Toen ze in het donker naar huis vlogen, begonnen de aanvallers bijna leeg te raken en werden velen gedwongen te graven. Om hun terugkeer te vergemakkelijken, gaf Mitscher gewaagd alle lichten in de vloot aan, ondanks het risico om vijandelijke onderzeeërs naar hun positie te waarschuwen. Landend over een tijdspanne van twee uur, zette het vliegtuig neer waar het gemakkelijkst was met veel landingen op het verkeerde schip. Ondanks deze inspanningen zijn ongeveer 80 vliegtuigen verloren gegaan door grachten of crashes. Zijn luchtarm werd vernietigd en Ozawa kreeg de opdracht zich die nacht terug te trekken door Toyoda.

Nasleep

De Slag om de Filipijnse Zee kostte de geallieerde strijdkrachten 123 vliegtuigen, terwijl de Japanners drie luchtvaartmaatschappijen, twee oliemannen en ongeveer 600 vliegtuigen verloren (ongeveer 400 vliegtuigen, 200 op het vasteland).

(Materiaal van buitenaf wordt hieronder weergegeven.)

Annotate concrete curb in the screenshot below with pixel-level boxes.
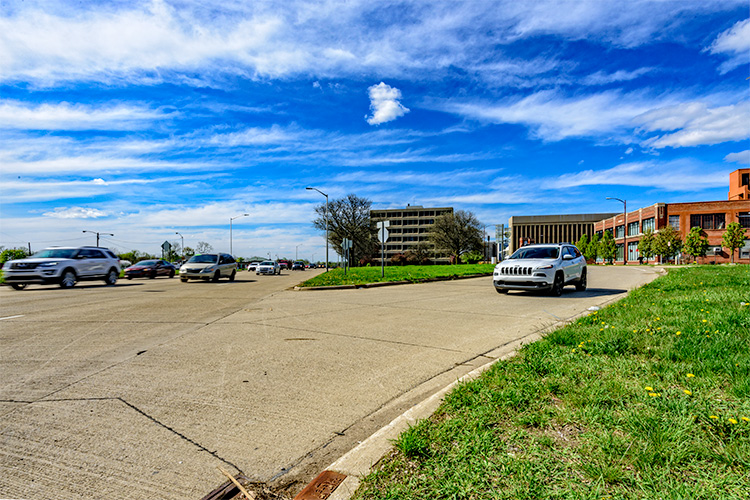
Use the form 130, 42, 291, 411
294, 276, 666, 500
294, 273, 492, 292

De verwoesting veroorzaakt door Amerikaanse piloten op 19 juni leidde ertoe dat iemand zei: "Wel, het was net als een ouderwetse kalkoen schieten naar huis!" Dit leidde tot het luchtgevecht met de naam "The Great Marianas Turkey Shoot". Met de Japanse luchtarmen kreupel, hun dragers werden alleen nuttig als lokvogels en werden als zodanig ingezet in de Slag bij de Golf van Leyte. Terwijl velen kritiek hadden op Spruance omdat hij niet agressief genoeg was, werd hij door zijn superieuren geprezen voor zijn prestaties.